The meeting ended after an hour and 15 minutes despite unanswered resident questions. For Fernandez and other residents, the meeting only highlighted their frustration because, they said, it seemed city officials were moving forward with plans without taking their opinions into consideration.

Proposed improvements

Murphey Candler Park is located on West Nancy Creek Drive off Ashford Dunwoody Road and has baseball fields, nature trails and a lake.

The $8.9 million park bond improvements include trail renovations, a boardwalk, additional parking, a new playground, an amphitheater and a community center, according to estimates for the projects approved in the referendum.

The city is finishing up the design phases of loop road parking and will start bids for construction later this year, according to the city’s website. The City Council approved a contract for a new playground on July 28 to replace the existing one near the loop road.

The playground will be a “natural play area” because of its emphasis to not overdevelop or draw attention away from the nature of the park, and the loop road parking spaces will be gravel and in between trees.

Jones said the city will have security cameras, and they could close the gate again if there’s problems. The purpose of opening the loop road to cars is for additional parking, Jones said, so cars do not park in the neighborhood streets in front of residents’ houses.

A family walks to the Murphy Candler Park playground July 28 using the loop road that the city proposes to reopen. (Erin Schilling)

“My question is, what’s the difference from today?” said Ernst, who doesn’t think adding some parking would change the natural aspect of the area. “Right now it’s a concrete path that was designed for parking with green space pull-offs.

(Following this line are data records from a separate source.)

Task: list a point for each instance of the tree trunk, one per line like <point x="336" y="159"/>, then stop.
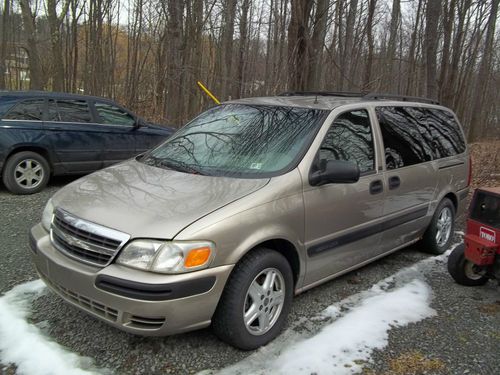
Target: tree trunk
<point x="432" y="14"/>
<point x="477" y="119"/>
<point x="238" y="87"/>
<point x="55" y="22"/>
<point x="317" y="43"/>
<point x="390" y="80"/>
<point x="298" y="44"/>
<point x="367" y="85"/>
<point x="34" y="63"/>
<point x="226" y="51"/>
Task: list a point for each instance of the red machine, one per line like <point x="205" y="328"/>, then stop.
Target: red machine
<point x="478" y="259"/>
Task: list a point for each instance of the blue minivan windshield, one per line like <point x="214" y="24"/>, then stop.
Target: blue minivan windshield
<point x="241" y="141"/>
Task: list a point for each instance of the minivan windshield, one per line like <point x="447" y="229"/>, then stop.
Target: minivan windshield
<point x="241" y="141"/>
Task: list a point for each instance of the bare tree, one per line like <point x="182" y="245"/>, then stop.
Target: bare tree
<point x="432" y="15"/>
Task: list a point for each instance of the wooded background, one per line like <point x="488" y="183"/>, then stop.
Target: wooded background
<point x="148" y="54"/>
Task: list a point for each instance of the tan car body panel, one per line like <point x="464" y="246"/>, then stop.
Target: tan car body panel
<point x="239" y="215"/>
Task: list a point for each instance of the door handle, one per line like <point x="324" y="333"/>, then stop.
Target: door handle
<point x="376" y="187"/>
<point x="394" y="182"/>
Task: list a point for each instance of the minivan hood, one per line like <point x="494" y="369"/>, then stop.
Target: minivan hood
<point x="150" y="202"/>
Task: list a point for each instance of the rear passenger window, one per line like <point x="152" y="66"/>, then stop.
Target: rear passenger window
<point x="447" y="137"/>
<point x="407" y="139"/>
<point x="350" y="138"/>
<point x="28" y="110"/>
<point x="69" y="111"/>
<point x="110" y="114"/>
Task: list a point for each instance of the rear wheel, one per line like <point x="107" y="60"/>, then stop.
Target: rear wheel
<point x="439" y="234"/>
<point x="256" y="300"/>
<point x="463" y="271"/>
<point x="26" y="173"/>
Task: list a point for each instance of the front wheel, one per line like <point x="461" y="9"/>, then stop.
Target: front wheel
<point x="256" y="300"/>
<point x="439" y="234"/>
<point x="463" y="271"/>
<point x="26" y="173"/>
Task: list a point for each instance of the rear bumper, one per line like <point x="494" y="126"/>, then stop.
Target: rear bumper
<point x="135" y="301"/>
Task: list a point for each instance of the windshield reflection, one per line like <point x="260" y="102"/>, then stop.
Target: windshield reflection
<point x="240" y="140"/>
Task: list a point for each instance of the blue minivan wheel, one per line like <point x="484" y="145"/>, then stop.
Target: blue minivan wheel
<point x="26" y="172"/>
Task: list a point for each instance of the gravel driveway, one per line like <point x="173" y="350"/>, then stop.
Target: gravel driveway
<point x="463" y="338"/>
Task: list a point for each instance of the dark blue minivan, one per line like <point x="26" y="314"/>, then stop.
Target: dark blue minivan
<point x="45" y="133"/>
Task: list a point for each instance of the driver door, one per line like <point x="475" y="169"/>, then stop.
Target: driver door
<point x="342" y="220"/>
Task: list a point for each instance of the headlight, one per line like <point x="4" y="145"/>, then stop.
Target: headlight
<point x="48" y="212"/>
<point x="167" y="257"/>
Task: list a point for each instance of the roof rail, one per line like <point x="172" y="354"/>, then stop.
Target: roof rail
<point x="324" y="93"/>
<point x="404" y="98"/>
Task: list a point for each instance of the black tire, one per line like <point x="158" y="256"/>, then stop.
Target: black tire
<point x="430" y="241"/>
<point x="37" y="173"/>
<point x="228" y="321"/>
<point x="462" y="270"/>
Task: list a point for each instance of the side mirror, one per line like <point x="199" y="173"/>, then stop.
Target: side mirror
<point x="335" y="171"/>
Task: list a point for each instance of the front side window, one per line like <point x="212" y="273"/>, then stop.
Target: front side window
<point x="69" y="111"/>
<point x="28" y="110"/>
<point x="350" y="138"/>
<point x="110" y="114"/>
<point x="240" y="140"/>
<point x="405" y="136"/>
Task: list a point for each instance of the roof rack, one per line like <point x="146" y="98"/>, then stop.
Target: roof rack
<point x="346" y="94"/>
<point x="404" y="98"/>
<point x="364" y="95"/>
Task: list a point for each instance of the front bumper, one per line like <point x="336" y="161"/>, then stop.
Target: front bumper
<point x="135" y="301"/>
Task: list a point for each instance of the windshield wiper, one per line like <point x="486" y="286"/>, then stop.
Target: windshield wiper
<point x="172" y="164"/>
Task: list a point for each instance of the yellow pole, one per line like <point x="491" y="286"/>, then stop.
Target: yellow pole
<point x="207" y="91"/>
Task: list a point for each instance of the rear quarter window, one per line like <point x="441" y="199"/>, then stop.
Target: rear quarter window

This is just reimagining that space as it was supposed to be.”

Jones said without more parking, any new amenities to Murphey Candler will be overshadowed by lack of access. The city already reduced the amount of proposed parking in response to public input, she said.

Some residents said they didn’t know about the proposed improvements until recently. City officials said these plans were in the park bond plans. The Parks Bond Oversight Committee approved design concept plans for the parking on the loop road in May 2019. Horseshoe playground and parking, which is the loop road area, is listed in July 2018 project estimates along with a new community building.

Continued public input process

Fernandez said it is the elected officials’ jobs to make sure the public knows about things, and he felt like Jones and Ernst blamed residents for not knowing rather than constructively asking about better ways to get information across to them.

The city has started its public input process for a new community center, which is set to take the place of the old caretaker’s house near the baseball fields.

The city lent out virtual public input tool kits in July to get feedback on community center amenities, but Fernandez and other residents said the kits didn’t have the option to not have a community center. Residents are worried the community center or proposed amphitheater on the community green will increase traffic in their neighborhood and overdevelop the park’s green spaces.

The loop road as seen from its playground. (Erin Schilling)

“It’s just a neighborhood park and people access it through neighborhood streets, and you’re trying to make it a big destination park when that’s what Blackburn Park is off Ashford Dunwoody Road,” resident Elizabeth Deck said.

Ernst said some of the bigger suggestions for the community center, like an indoor pool and track, were to “have an expansive mind and let all ideas out there” but weren’t serious considerations.

The city has had multiple pop-up meetings, sent out flyers about the park bond improvements and held other public input meetings in the years before and after the park bond vote, according to city records. City officials said the ongoing process for the community center is the same one they do for all public input on park projects.

Deck and other residents said they would have liked to see more outreach in the Murphey Candler neighborhood specifically, since park changes affect them the most.

Jones said she’s glad to see more people participating in the process and encouraged residents to continue to reach out to her.